Mauro Allegranza's answer shows that your condition is not only sufficient but also necessary, but the actual proof is left as an exercise. Here's a solution to that exercise. I'll prove the contrapositive; I assume your condition is not satisfied, so some $w_1$ is $R$-related to two distinct elements $w_2$ and $w_3$, and I'll show that that $\Diamond A\to\Box A$ isn't valid in such a model. Interpret $A$ as being true at $w_2$ and false at $w_3$. (It doesn't matter how $A$ is interpreted anywhere else.) Then $\Diamond A$ is true at $w_1$ (because $A$ is true at $w_2$) but $\Box A$ is false at $w_1$ (because $A$ is false at $w_3$), so the implication $\Diamond A\to\Box A$ is false at $w_1$.
It seems to me that the condition you have stated is an iff condition.
See :
$$\Diamond^k \Box^l A \to \Box^m \Diamond^l A.$$
Thus, your formula is the case with $1,0,1,0$.

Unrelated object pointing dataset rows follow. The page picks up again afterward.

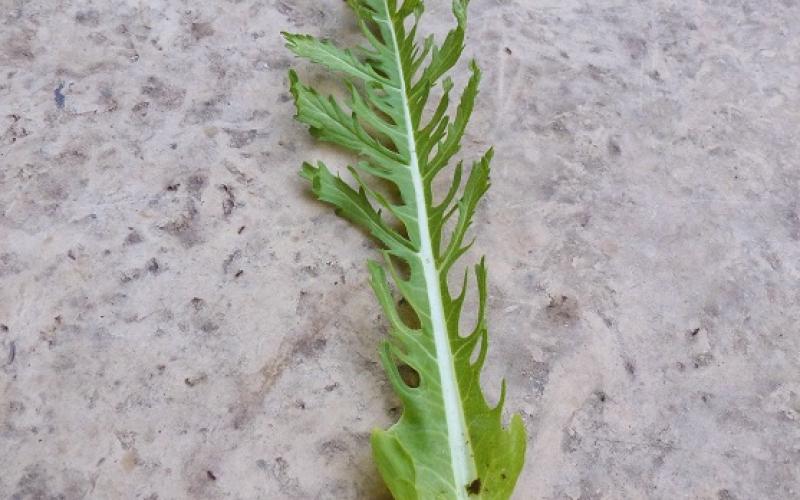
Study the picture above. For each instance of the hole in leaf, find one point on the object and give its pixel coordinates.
(401, 267)
(409, 375)
(408, 315)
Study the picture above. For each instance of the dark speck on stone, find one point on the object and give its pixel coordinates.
(59, 97)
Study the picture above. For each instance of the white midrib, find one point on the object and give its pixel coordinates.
(457, 436)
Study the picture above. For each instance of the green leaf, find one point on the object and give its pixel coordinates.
(449, 443)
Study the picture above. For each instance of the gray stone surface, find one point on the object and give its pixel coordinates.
(181, 320)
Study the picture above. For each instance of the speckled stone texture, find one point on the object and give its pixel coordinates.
(180, 320)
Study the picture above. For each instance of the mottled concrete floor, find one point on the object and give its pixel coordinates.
(181, 320)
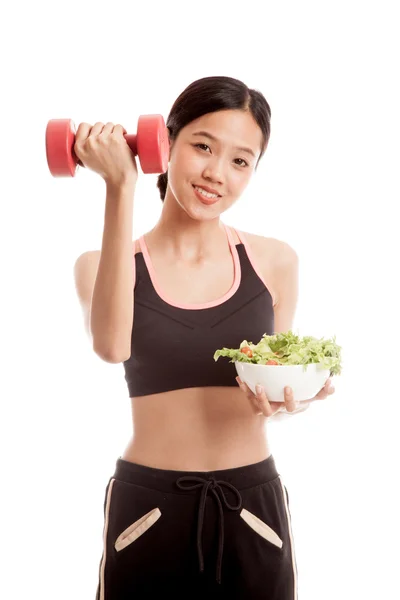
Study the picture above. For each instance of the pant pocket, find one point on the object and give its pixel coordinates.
(136, 529)
(262, 528)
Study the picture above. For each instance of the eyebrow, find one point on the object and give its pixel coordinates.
(214, 139)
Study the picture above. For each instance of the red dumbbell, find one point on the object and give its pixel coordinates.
(150, 143)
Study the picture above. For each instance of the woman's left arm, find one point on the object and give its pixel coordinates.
(284, 279)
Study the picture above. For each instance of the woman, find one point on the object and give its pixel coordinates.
(195, 498)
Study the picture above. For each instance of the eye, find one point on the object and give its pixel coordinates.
(246, 164)
(243, 161)
(197, 145)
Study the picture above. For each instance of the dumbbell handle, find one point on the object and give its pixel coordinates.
(150, 144)
(131, 141)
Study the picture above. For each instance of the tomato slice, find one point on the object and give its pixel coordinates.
(247, 350)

Then, see EXERCISE 3.38 [page 90] :
Prove that $1,0,1,0$-incestuality is the same as :
partial functionality : if $\alpha R \beta$ and $\alpha R \gamma$, then $\beta=\gamma$
where [page 88] we say that :
$R$ is $k, l, m, n$-incestual if and only if for every $\alpha, \beta, \gamma \in \mathcal M$,
if $\alpha R^k \beta$ and $\alpha R^m \gamma$, then for some $\delta \in \mathcal M$, $\beta R^l \delta$ and $\gamma R^ n \delta$.
Theorem3.8. The schema $G^{k,l,m,n}$ is valid in the class of $k, l, m, n$-incestual standard models.